Minister of Finance of British Columbia
- In office August 1, 1952 – February 15, 1954
- Premier: W. A. C. Bennett
- Preceded by: Boss Johnson
- Succeeded by: W. A. C. Bennett

Member of the British Columbia Legislative Assembly for Similkameen
- In office November 24, 1952 – June 9, 1953
- Preceded by: Harry Denyer Francis
- Succeeded by: Frank Richter Jr.

Personal details
- Born: July 6, 1899 Cooperstown, North Dakota
- Died: January 11, 1980 (aged 80) Vancouver, British Columbia
- Party: Social Credit
- Spouse: Marguerite Johnson
- Occupation: Accountant

= Einar Maynard Gunderson =

Canadian politician (1899–1980)

Einar Maynard Gunderson (July 6, 1899 – January 11, 1980) was a chartered accountant and political figure in Canada.
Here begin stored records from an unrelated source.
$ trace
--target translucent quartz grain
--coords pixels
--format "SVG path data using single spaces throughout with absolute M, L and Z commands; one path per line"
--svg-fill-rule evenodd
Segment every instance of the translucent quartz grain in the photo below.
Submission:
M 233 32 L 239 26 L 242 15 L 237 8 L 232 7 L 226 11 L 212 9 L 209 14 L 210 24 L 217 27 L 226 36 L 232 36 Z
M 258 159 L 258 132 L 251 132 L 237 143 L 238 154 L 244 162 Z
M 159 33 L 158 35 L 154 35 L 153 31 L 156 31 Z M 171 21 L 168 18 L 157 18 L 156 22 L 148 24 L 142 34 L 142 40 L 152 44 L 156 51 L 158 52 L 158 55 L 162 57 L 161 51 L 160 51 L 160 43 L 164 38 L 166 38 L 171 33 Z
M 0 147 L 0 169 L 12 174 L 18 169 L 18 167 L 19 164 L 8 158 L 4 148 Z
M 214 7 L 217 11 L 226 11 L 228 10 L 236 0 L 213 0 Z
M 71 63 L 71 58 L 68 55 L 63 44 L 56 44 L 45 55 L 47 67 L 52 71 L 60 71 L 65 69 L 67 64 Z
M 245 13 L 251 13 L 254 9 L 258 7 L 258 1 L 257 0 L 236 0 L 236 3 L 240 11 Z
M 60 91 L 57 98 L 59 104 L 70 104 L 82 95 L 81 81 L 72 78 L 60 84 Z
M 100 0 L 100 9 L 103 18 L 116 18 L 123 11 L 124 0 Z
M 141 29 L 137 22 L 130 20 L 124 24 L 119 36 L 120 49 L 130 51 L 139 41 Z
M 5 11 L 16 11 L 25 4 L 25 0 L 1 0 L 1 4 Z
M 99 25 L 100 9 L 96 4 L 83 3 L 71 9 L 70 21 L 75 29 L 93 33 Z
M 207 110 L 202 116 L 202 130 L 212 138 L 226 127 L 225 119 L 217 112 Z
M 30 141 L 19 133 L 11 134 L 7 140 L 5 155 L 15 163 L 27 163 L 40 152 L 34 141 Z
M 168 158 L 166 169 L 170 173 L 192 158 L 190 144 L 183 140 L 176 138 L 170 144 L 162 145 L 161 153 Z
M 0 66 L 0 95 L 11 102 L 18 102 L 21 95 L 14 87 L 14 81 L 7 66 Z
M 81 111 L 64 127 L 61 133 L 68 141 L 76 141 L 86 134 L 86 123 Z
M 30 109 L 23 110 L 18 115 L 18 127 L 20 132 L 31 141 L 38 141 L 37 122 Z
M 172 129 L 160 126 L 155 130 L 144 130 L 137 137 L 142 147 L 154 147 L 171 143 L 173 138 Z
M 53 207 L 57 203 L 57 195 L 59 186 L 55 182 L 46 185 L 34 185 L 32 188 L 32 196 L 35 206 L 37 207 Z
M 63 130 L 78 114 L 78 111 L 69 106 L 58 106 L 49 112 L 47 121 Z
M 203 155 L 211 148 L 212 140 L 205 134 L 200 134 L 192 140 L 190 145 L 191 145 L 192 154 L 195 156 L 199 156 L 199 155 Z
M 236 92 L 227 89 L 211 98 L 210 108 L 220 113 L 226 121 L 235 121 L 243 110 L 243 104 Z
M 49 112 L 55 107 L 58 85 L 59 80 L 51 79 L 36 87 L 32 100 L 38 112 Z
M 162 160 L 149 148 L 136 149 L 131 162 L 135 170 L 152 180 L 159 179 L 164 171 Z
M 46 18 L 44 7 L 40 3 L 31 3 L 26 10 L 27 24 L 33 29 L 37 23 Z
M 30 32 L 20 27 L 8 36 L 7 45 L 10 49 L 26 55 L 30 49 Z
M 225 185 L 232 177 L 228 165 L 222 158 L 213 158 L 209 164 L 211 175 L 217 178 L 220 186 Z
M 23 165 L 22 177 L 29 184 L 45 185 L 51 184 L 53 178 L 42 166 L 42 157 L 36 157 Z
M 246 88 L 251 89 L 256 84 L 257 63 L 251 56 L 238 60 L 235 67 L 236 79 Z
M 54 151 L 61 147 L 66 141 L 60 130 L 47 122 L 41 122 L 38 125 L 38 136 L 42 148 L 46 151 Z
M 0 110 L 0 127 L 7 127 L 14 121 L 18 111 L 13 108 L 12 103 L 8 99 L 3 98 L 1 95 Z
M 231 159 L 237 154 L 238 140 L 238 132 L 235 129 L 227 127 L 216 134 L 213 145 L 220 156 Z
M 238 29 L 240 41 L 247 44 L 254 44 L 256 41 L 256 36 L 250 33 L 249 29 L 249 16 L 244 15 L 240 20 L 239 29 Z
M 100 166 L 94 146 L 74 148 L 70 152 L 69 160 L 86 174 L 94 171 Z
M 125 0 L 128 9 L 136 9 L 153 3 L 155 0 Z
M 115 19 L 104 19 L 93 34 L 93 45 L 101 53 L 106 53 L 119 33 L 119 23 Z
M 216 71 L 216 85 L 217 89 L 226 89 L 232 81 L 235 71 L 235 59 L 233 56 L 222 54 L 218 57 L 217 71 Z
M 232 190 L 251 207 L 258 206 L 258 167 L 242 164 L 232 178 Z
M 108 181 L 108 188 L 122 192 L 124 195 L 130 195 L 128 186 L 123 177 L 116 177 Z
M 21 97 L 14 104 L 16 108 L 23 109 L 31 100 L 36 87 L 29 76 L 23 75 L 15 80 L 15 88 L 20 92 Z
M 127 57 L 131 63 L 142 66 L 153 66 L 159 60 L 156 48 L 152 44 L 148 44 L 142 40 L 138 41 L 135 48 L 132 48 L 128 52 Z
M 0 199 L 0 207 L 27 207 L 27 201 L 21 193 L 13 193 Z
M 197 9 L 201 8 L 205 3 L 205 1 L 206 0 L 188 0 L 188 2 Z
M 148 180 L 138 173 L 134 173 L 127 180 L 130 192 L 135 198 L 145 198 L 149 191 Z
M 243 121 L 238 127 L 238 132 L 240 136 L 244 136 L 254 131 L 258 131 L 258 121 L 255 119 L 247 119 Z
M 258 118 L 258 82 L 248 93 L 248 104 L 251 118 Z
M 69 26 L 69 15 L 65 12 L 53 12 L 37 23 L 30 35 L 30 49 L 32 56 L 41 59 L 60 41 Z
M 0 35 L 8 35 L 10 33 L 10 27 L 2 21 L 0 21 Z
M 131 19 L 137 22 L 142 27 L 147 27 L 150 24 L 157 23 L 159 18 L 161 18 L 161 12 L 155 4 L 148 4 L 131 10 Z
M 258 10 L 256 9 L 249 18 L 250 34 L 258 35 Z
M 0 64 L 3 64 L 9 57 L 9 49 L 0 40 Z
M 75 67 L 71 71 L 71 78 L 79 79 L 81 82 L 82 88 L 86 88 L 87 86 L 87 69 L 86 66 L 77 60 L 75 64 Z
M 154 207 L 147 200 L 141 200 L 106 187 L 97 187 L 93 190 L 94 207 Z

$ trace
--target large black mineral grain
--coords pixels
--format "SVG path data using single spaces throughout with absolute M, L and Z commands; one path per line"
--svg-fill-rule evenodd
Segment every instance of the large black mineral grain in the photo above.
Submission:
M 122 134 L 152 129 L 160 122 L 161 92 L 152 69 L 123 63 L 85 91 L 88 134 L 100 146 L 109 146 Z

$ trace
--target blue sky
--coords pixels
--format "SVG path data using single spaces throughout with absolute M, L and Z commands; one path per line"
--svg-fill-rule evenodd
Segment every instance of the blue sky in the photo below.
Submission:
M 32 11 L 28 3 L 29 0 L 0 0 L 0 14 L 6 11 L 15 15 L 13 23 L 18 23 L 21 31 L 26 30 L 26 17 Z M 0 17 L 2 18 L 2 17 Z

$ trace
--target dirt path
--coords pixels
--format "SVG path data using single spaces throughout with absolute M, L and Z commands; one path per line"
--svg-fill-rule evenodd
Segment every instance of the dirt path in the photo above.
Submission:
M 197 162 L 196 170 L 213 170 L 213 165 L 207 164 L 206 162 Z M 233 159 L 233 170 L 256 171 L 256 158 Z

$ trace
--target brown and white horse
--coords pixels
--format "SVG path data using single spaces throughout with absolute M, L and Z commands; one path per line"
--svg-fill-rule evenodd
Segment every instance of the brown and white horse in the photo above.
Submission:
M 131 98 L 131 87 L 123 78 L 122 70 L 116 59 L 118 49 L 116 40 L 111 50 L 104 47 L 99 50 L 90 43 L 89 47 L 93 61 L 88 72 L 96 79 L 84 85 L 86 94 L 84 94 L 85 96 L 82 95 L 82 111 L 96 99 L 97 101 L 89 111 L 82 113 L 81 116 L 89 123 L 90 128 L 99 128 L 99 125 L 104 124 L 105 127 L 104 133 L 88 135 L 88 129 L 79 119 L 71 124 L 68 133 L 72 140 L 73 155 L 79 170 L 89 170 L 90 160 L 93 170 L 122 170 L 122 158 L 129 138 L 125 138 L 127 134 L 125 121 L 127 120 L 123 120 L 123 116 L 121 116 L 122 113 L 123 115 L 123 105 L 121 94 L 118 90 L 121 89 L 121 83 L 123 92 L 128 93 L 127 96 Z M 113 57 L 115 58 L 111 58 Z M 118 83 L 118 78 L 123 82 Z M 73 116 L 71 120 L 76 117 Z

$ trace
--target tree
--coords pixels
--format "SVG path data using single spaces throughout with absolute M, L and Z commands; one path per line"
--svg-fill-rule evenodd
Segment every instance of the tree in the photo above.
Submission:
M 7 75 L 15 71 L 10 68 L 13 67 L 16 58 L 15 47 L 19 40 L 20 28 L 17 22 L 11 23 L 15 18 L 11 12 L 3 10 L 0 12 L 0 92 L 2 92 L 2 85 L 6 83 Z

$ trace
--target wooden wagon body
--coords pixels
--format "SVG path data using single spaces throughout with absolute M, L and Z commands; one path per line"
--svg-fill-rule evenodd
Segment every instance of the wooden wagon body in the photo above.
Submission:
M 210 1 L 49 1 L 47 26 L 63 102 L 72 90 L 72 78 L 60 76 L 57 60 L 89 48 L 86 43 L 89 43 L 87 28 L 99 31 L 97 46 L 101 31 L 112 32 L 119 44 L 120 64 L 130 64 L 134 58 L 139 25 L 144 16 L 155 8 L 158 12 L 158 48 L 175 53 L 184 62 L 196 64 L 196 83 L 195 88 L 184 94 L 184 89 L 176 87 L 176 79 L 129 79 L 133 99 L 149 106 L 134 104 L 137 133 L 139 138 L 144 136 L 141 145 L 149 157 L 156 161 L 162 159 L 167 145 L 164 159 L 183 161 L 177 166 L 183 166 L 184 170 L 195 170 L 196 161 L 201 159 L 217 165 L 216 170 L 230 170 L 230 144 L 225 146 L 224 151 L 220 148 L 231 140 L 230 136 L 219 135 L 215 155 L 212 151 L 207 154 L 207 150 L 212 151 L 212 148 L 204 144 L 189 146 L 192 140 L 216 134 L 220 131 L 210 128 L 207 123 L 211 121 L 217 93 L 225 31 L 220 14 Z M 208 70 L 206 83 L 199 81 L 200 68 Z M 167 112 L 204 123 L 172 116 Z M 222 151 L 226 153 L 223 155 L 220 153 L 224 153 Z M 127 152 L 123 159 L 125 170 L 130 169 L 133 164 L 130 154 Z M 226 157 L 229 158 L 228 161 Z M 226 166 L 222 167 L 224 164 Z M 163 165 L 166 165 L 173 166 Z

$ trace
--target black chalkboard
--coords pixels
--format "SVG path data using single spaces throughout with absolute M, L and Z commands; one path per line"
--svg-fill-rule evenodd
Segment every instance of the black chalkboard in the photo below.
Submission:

He served as Minister of Finance of British Columbia under Premier W. A. C. Bennett from 1952 to 1954, and member of the Legislative Assembly (MLA) for Similkameen from 1952 to 1953 as a Social Credit member.

==Biography==
Born in Cooperstown, North Dakota, Gunderson worked as secretary and chief accountant of the Alberta Department of Lands and Mines in 1930, and served as president of the Institute of Chartered Accountants of Alberta in 1936. He had lived in British Columbia since 1939, and operated accounting offices in Victoria and Vancouver.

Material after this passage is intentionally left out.